Originally Posted by jonmorris:
“I believe you'll get full access to sites/bands as anyone - but the speed will be throttled.
If EE restricted access, you might find speeds slower as a result of that, not a cap.
EE has lifted the cap for existing double speed users from 100 to 150 to 200. Now it will just set a cap on a tariff basis.
I do worry that given Three set a precedent that out of contract you can be told to accept significant changes with no way to refuse (refusal means leaving) and existing customers like me could find the speed cap is applied, with just 30 days notice.
I hope that won't happen, but it's a great way to get people to pay more by not really having a choice. No longer will you just be able to say 'I'm fine as I am thanks'.”
Okay, thanks for that info, and it's a bit off that they have gradually increased the cap and now only a select few will have access to the full network speed. Their website goes on about them being the fastest network. This is all well and good but if you are throttled it doesn't make a blind bit of difference. I got 63 Mbps on a speed test in Retford town centre the other week on Three.
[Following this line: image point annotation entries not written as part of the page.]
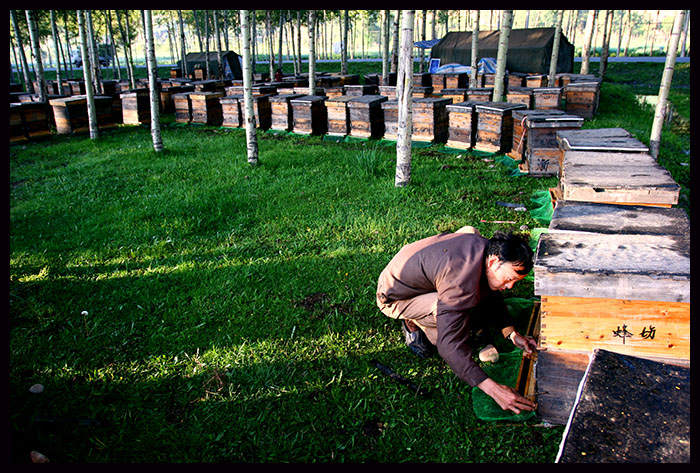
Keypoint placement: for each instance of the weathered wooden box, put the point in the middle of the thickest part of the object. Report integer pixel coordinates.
(536, 80)
(232, 111)
(136, 107)
(456, 95)
(582, 98)
(627, 293)
(430, 119)
(338, 115)
(620, 178)
(388, 91)
(480, 94)
(206, 108)
(541, 148)
(366, 116)
(495, 126)
(547, 98)
(462, 119)
(356, 89)
(281, 110)
(310, 115)
(521, 95)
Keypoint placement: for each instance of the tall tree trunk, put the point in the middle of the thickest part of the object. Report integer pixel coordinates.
(28, 85)
(404, 93)
(660, 113)
(251, 137)
(502, 58)
(92, 51)
(182, 44)
(36, 53)
(385, 47)
(87, 76)
(475, 51)
(54, 35)
(344, 51)
(395, 36)
(606, 44)
(555, 50)
(586, 51)
(153, 82)
(312, 52)
(115, 56)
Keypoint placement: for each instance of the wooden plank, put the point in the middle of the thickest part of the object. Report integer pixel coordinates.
(629, 410)
(613, 266)
(632, 178)
(570, 216)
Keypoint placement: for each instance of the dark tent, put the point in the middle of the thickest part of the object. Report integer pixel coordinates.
(231, 62)
(529, 50)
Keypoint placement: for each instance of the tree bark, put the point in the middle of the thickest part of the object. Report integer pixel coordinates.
(312, 52)
(153, 82)
(87, 76)
(660, 113)
(586, 51)
(555, 49)
(503, 40)
(404, 93)
(36, 54)
(475, 51)
(251, 137)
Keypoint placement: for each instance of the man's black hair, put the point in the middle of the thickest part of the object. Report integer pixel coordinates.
(511, 248)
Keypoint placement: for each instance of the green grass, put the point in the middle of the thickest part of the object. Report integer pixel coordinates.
(186, 307)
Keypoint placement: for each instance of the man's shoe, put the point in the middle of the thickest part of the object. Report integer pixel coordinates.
(417, 341)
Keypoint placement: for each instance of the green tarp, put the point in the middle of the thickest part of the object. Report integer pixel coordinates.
(529, 50)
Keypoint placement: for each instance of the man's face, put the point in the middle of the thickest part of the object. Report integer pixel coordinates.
(500, 275)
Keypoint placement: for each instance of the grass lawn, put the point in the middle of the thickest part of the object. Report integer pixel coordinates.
(185, 307)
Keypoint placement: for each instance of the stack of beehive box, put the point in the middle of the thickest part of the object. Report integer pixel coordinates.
(310, 115)
(613, 271)
(366, 116)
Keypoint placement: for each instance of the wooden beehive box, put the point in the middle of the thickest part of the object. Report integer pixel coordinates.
(183, 107)
(338, 115)
(582, 98)
(437, 81)
(547, 98)
(536, 80)
(366, 116)
(516, 79)
(136, 107)
(70, 114)
(206, 108)
(390, 110)
(462, 120)
(627, 293)
(388, 91)
(541, 148)
(521, 95)
(310, 115)
(620, 178)
(494, 132)
(456, 95)
(356, 89)
(480, 94)
(281, 110)
(422, 92)
(231, 111)
(599, 139)
(430, 119)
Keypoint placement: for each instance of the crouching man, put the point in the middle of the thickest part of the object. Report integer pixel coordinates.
(445, 287)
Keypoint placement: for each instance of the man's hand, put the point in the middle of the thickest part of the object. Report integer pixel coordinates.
(527, 343)
(506, 397)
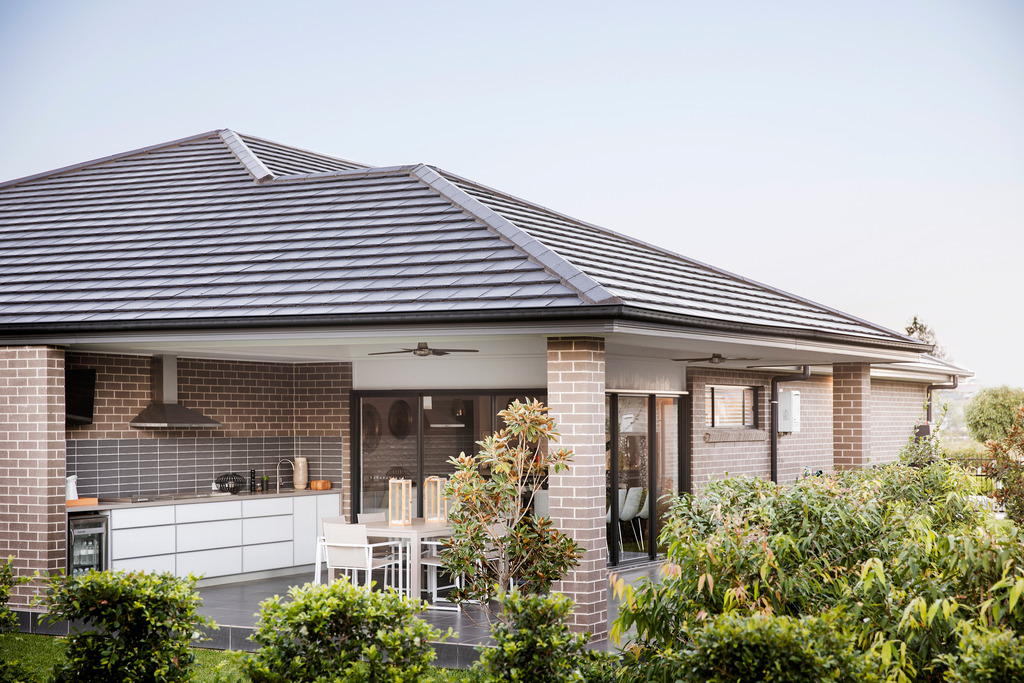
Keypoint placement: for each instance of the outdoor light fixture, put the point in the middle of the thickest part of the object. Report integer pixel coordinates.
(434, 503)
(400, 506)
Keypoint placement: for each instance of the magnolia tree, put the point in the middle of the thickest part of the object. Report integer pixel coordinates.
(497, 543)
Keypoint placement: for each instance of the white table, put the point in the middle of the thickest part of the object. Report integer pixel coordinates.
(416, 532)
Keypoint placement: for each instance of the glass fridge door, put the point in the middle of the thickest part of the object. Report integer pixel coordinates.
(88, 545)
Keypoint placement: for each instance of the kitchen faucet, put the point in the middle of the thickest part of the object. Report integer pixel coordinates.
(278, 474)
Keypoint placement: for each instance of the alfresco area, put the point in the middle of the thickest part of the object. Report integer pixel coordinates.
(903, 572)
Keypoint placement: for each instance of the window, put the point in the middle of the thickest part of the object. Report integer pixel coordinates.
(731, 407)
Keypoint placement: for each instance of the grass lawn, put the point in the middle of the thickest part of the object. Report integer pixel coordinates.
(39, 653)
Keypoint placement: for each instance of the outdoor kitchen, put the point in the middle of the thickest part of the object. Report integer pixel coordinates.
(230, 487)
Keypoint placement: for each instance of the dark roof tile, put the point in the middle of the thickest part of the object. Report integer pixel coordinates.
(224, 224)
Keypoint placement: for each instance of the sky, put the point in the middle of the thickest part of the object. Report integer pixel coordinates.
(868, 156)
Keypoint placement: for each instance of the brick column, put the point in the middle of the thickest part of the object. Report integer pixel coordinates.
(576, 394)
(851, 415)
(33, 521)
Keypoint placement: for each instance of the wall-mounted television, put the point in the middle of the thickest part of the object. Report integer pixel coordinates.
(80, 396)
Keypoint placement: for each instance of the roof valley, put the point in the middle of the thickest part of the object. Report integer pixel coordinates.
(590, 291)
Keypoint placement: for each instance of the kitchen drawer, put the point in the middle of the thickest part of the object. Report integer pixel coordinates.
(266, 507)
(266, 556)
(267, 529)
(152, 563)
(204, 512)
(141, 542)
(207, 563)
(204, 536)
(328, 506)
(135, 517)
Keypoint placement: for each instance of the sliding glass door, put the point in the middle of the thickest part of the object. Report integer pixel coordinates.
(645, 463)
(412, 435)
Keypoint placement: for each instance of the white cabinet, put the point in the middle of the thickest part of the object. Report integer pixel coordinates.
(304, 531)
(204, 536)
(220, 538)
(141, 542)
(266, 529)
(266, 507)
(205, 512)
(135, 517)
(219, 562)
(266, 556)
(159, 563)
(328, 505)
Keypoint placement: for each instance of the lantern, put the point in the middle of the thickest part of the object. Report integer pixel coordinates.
(434, 503)
(400, 507)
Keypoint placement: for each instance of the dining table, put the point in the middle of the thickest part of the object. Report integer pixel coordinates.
(419, 530)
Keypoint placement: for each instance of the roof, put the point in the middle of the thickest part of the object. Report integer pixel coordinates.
(228, 226)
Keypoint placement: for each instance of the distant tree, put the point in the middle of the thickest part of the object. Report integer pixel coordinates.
(992, 412)
(921, 330)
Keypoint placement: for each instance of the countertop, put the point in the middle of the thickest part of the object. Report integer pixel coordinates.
(199, 497)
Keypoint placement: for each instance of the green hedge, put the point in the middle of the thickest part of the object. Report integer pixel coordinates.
(534, 644)
(135, 626)
(340, 632)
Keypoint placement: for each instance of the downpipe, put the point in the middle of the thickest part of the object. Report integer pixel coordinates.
(775, 381)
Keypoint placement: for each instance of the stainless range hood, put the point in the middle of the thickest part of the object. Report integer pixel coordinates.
(164, 412)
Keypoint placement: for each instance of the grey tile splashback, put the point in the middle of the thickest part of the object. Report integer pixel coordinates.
(118, 468)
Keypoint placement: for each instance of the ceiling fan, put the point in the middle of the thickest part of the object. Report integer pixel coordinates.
(714, 358)
(422, 350)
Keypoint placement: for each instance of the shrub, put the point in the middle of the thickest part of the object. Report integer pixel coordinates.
(898, 550)
(340, 632)
(1007, 466)
(14, 672)
(783, 649)
(496, 542)
(534, 644)
(8, 621)
(987, 656)
(138, 626)
(991, 412)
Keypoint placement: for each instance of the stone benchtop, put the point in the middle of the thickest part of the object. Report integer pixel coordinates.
(190, 498)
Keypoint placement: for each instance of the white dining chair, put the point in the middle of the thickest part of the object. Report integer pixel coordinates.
(640, 521)
(348, 550)
(432, 561)
(321, 551)
(629, 509)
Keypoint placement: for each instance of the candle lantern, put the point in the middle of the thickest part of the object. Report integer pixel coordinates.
(400, 506)
(434, 503)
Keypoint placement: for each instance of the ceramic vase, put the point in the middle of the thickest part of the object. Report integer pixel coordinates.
(301, 475)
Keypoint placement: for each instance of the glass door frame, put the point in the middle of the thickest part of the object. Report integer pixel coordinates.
(683, 449)
(355, 429)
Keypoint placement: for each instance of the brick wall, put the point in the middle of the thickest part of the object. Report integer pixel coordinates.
(267, 411)
(851, 415)
(812, 445)
(247, 398)
(896, 409)
(576, 395)
(715, 460)
(32, 462)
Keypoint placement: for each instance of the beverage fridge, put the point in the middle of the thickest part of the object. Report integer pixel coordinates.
(86, 544)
I think the fastest I have got on Three is about 65 Mbps. The other thing is that Vodafone users have got speed tests in excess of 200 Mpbs, giving the impression that they are the fastest. EE could do better than Vodafone if they allowed their users to. In real world usage on a mobile, it won't make a difference, but a lot of people do speed tests and questions will be asked if people on other networks are getting faster speeds than on EE. I do like them as a network and that's why I'm moving to them, but this latest move has disappointed me. By all means cap those on the lowest tiers, but 60 Mbps on 4GEE vs a speed of "Faster 4G Speeds" as it says on the 4GEE Max plans, where speeds faster than 60 Mbps aren't available everywhere is misleading in my opinion.
I hope speeds of existing customers aren't slowed too. At least I will expect a 60 Mbps cap.
Mind you, what worries me more is this tendency towards a two or three tier network. EE already had cheaper single speed tiers and have now made more of a gap between their top and bottom tiers. Three have also introduced a two tier system with their Essential and Advanced plans, albeit with no speed restrictions as yet. How long before Three impose speed restrictions on their Essential plans and how long until Vodafone and O2 also start doing this? It'll get to a stage where you can have the latest phone and a few GB of data for a reasonable (but not cheap) cost but you can't really take full advantage of it unless you pay a fortune for faster speeds and big data allowances on all networks.